Son aura se remet à briller à mesure qu’elle s’éloigne. Je sais qu’elle n’aime pas ma peinture, mais j’apprécie son tact. Sans réfléchir, je trempe mon pinceau dans le jaune, sans essuyer le bleu, et quand j’applique le pinceau sur la toile, ça fait un gros pâté vert.
Frustrée, je compare le magnifique tableau de Damen et le mien, minable, tandis que mon ego se dégonfle comme un ballon.
— Dis-moi comment tu fais.
— Qui a enseigné la peinture à Picasso, à ton avis ?
Je lâche mon pinceau, qui va s’écraser par terre en projetant des gouttes visqueuses de peinture verte partout, de mes chaussures à ma blouse, jusqu’à mon visage.
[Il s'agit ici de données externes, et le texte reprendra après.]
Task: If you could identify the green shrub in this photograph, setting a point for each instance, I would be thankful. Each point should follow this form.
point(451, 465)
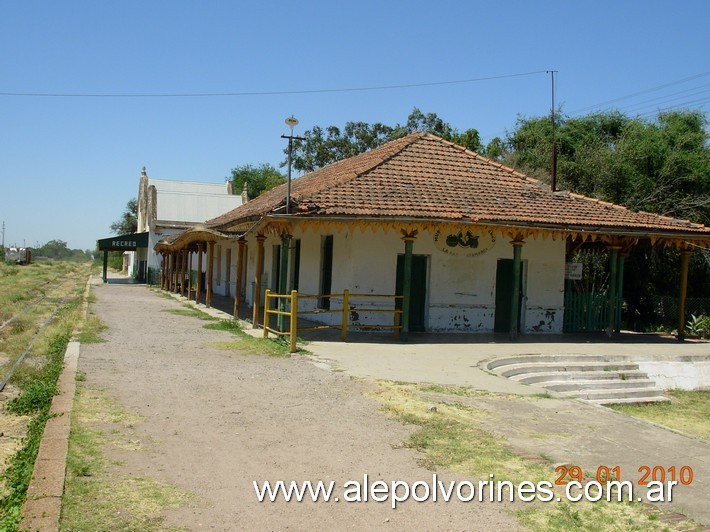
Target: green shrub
point(699, 326)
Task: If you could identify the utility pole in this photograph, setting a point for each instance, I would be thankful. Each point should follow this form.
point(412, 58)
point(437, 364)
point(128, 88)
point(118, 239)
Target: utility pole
point(285, 238)
point(553, 174)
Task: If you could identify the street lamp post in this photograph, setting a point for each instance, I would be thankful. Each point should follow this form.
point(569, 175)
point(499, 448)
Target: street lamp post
point(286, 239)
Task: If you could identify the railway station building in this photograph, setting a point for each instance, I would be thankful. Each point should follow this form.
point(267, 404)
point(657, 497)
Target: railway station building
point(455, 241)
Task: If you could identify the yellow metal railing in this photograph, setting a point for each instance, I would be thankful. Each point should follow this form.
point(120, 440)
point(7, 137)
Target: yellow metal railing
point(293, 313)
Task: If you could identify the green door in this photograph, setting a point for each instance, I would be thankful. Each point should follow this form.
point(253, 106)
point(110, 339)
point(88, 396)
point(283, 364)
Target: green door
point(417, 296)
point(504, 296)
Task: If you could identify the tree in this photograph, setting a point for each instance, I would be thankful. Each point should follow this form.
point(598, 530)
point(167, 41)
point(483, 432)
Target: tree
point(128, 223)
point(258, 179)
point(326, 146)
point(660, 165)
point(57, 249)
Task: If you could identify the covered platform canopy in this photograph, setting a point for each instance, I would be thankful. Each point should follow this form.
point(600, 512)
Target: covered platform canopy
point(130, 242)
point(177, 251)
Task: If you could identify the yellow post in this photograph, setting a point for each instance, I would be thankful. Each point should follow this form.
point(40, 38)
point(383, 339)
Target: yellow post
point(266, 313)
point(346, 310)
point(294, 319)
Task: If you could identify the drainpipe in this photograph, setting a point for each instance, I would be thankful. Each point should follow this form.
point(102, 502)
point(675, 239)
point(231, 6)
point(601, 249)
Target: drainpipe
point(684, 259)
point(515, 303)
point(407, 285)
point(611, 316)
point(619, 291)
point(283, 278)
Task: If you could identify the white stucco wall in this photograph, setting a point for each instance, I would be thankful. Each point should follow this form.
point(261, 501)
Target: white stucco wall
point(671, 374)
point(461, 286)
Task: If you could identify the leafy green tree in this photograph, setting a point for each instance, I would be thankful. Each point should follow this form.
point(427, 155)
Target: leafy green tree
point(258, 179)
point(660, 165)
point(128, 223)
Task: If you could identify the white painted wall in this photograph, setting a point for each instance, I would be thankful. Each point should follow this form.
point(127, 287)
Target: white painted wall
point(460, 289)
point(671, 375)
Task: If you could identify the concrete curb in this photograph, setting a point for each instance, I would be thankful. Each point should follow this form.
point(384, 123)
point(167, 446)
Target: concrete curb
point(44, 495)
point(43, 505)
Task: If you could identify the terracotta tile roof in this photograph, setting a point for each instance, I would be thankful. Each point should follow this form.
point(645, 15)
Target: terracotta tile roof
point(422, 176)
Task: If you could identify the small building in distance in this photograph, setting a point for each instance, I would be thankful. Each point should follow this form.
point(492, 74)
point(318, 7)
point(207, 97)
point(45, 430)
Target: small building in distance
point(168, 207)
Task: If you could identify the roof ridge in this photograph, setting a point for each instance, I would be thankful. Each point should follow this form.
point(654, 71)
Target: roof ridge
point(354, 174)
point(488, 160)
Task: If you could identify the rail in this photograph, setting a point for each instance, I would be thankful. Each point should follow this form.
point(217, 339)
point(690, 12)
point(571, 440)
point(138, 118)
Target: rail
point(292, 300)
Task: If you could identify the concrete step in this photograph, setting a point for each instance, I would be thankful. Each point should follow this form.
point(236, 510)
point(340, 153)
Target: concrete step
point(570, 376)
point(625, 393)
point(545, 367)
point(598, 379)
point(629, 400)
point(599, 385)
point(538, 358)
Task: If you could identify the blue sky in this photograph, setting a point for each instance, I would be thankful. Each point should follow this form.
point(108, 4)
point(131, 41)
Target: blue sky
point(68, 165)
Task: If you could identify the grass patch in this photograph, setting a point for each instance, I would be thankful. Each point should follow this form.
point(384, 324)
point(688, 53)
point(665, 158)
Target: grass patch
point(247, 344)
point(451, 437)
point(97, 495)
point(35, 400)
point(91, 331)
point(687, 412)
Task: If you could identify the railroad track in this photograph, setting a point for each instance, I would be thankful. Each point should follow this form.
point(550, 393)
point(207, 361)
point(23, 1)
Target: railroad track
point(37, 300)
point(64, 291)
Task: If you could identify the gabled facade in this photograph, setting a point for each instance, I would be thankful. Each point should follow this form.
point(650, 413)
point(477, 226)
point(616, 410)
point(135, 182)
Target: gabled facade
point(168, 207)
point(471, 245)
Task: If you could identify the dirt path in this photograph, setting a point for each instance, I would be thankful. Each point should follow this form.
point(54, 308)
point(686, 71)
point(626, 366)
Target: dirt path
point(214, 421)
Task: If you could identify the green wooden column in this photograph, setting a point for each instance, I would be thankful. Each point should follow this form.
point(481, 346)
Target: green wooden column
point(283, 279)
point(517, 274)
point(407, 285)
point(684, 260)
point(619, 291)
point(613, 263)
point(105, 266)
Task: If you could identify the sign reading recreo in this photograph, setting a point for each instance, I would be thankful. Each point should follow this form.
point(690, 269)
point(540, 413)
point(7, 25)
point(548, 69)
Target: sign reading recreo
point(464, 243)
point(573, 271)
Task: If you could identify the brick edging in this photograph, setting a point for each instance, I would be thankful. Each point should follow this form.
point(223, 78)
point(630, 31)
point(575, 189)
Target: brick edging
point(43, 505)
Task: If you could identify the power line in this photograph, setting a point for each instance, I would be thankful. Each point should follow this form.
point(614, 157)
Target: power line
point(684, 105)
point(262, 93)
point(670, 97)
point(645, 91)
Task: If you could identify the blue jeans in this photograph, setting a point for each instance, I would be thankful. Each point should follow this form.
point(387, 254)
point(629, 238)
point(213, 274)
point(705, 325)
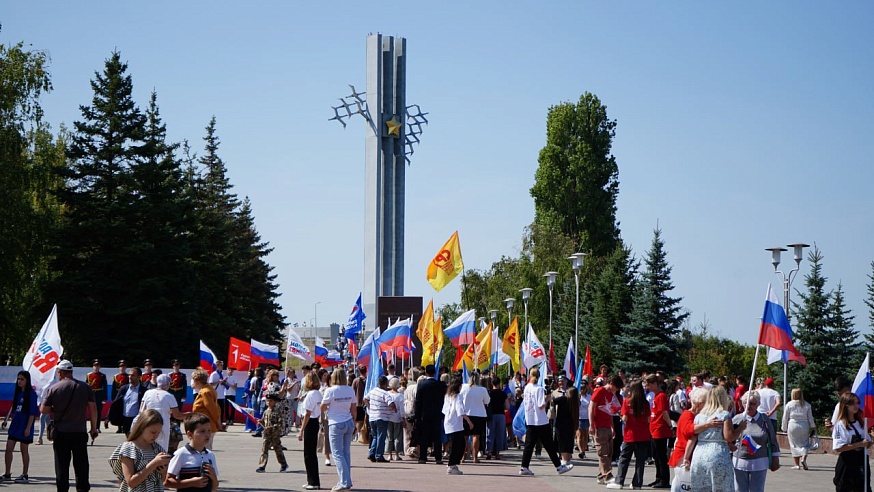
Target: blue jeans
point(496, 433)
point(377, 441)
point(340, 436)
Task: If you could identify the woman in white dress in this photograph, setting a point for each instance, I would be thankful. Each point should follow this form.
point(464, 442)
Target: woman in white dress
point(798, 422)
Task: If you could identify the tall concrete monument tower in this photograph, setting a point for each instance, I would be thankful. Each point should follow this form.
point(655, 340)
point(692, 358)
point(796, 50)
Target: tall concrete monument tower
point(391, 131)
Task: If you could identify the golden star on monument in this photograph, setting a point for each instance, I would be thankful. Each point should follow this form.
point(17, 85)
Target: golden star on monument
point(393, 126)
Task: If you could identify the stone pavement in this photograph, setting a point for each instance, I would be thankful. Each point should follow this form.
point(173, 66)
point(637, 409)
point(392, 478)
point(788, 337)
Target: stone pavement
point(237, 453)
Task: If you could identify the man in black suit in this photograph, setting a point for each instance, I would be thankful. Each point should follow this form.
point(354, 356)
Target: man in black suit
point(429, 414)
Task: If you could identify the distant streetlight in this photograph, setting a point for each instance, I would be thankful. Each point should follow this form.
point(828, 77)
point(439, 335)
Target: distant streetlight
point(577, 265)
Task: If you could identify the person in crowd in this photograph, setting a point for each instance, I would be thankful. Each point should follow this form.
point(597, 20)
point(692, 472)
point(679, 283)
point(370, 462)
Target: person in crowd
point(309, 431)
point(140, 463)
point(97, 381)
point(474, 399)
point(851, 442)
point(799, 424)
point(358, 387)
point(565, 419)
point(453, 424)
point(770, 400)
point(69, 400)
point(129, 398)
point(604, 405)
point(164, 403)
point(339, 402)
point(206, 403)
point(686, 428)
point(219, 382)
point(757, 447)
point(583, 424)
point(272, 423)
point(496, 431)
point(379, 405)
point(23, 411)
point(711, 467)
point(534, 406)
point(430, 396)
point(636, 441)
point(409, 409)
point(661, 431)
point(193, 466)
point(395, 432)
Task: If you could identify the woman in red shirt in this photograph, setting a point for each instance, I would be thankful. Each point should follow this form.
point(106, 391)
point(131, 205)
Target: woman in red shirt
point(636, 436)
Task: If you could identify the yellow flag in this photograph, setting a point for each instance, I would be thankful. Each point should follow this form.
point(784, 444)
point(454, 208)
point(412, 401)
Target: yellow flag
point(446, 265)
point(425, 322)
point(511, 345)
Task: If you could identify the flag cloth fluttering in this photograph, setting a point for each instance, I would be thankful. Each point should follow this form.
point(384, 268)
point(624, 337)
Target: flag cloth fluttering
point(446, 265)
point(44, 353)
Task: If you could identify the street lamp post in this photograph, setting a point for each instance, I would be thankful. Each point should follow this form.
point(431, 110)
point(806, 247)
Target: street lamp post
point(798, 251)
point(550, 282)
point(577, 265)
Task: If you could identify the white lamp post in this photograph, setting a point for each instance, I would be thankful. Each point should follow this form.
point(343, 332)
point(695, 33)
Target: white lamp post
point(577, 265)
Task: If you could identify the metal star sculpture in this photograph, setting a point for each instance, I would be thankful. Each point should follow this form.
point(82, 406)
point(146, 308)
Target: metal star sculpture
point(355, 104)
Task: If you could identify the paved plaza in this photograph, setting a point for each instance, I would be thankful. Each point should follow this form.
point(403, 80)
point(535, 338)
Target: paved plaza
point(237, 453)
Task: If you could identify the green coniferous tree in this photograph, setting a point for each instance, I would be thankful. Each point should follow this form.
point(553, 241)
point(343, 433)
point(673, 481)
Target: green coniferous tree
point(814, 339)
point(651, 338)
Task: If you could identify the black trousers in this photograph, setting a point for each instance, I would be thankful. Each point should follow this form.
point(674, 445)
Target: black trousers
point(660, 456)
point(429, 435)
point(73, 445)
point(310, 457)
point(458, 444)
point(640, 450)
point(539, 434)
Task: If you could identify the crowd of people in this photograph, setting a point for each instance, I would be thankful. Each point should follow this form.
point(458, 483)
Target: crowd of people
point(714, 434)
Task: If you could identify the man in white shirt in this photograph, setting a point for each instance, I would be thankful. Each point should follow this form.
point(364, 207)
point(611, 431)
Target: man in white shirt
point(770, 401)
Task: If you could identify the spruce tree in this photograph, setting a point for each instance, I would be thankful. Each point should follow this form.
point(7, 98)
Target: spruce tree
point(651, 338)
point(814, 338)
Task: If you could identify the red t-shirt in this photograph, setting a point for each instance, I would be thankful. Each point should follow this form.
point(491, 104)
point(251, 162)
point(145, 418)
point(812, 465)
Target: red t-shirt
point(636, 428)
point(685, 431)
point(658, 427)
point(604, 406)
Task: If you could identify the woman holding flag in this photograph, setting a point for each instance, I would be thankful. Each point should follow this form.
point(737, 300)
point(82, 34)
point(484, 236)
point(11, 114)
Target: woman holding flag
point(757, 450)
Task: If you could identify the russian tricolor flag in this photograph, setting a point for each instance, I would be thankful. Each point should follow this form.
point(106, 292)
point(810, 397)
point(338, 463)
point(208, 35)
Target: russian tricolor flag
point(863, 387)
point(462, 331)
point(750, 444)
point(775, 330)
point(207, 358)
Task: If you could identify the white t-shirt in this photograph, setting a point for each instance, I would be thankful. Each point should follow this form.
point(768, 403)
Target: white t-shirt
point(474, 400)
point(768, 400)
point(219, 388)
point(534, 404)
point(339, 399)
point(841, 435)
point(313, 403)
point(452, 414)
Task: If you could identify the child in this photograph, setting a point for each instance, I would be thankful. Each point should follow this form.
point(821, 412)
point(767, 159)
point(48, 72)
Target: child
point(272, 421)
point(140, 463)
point(194, 467)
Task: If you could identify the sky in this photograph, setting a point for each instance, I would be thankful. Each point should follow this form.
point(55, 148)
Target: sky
point(740, 126)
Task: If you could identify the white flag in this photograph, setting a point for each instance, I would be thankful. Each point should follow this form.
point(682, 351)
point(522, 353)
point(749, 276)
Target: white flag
point(534, 353)
point(296, 348)
point(45, 352)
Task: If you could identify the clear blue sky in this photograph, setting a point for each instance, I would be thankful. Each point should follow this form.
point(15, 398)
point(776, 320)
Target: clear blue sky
point(740, 126)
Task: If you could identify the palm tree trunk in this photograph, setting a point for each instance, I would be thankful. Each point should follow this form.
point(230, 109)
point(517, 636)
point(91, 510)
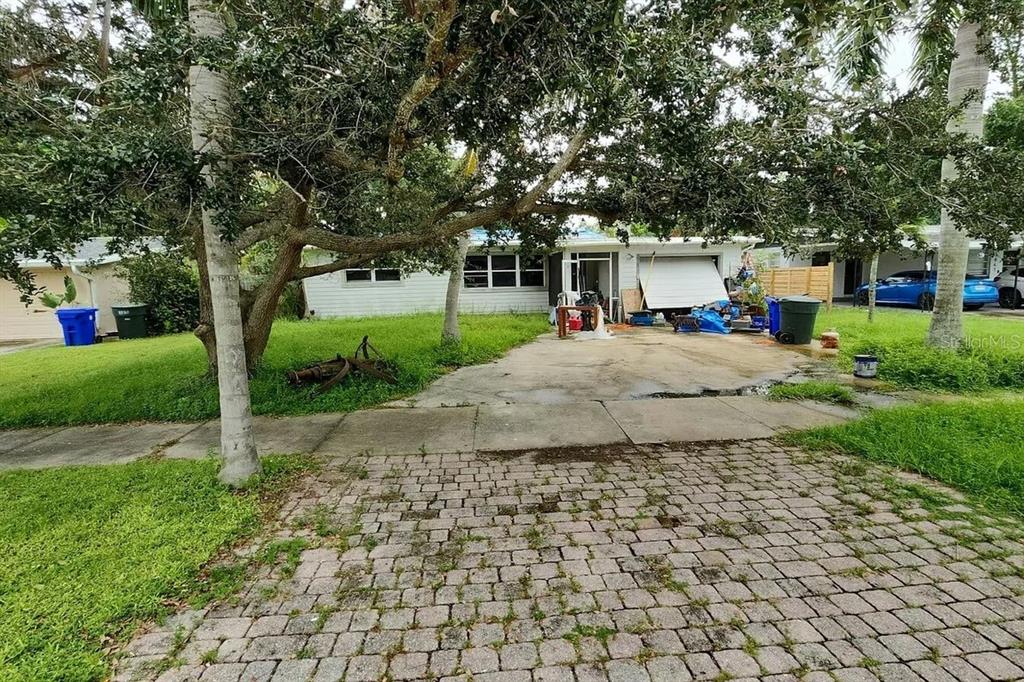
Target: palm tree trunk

Je retiens mon souffle tandis que Damen se penche, ramasse mon pinceau et me le tend.
— Tout le monde doit bien commencer quelque part. Même Picasso a eu un maître.
Ses yeux ne quittent pas les miens tandis que ses doigts effleurent ma cicatrice.
Celle que j’ai sur le front.
Cachée sous ma frange.
Dont il ne peut pas connaître l’existence.
Il sourit, retire sa main et la chaleur qu’elle m’infusait, et retourne à son chevalet. Et moi, je me souviens de respirer.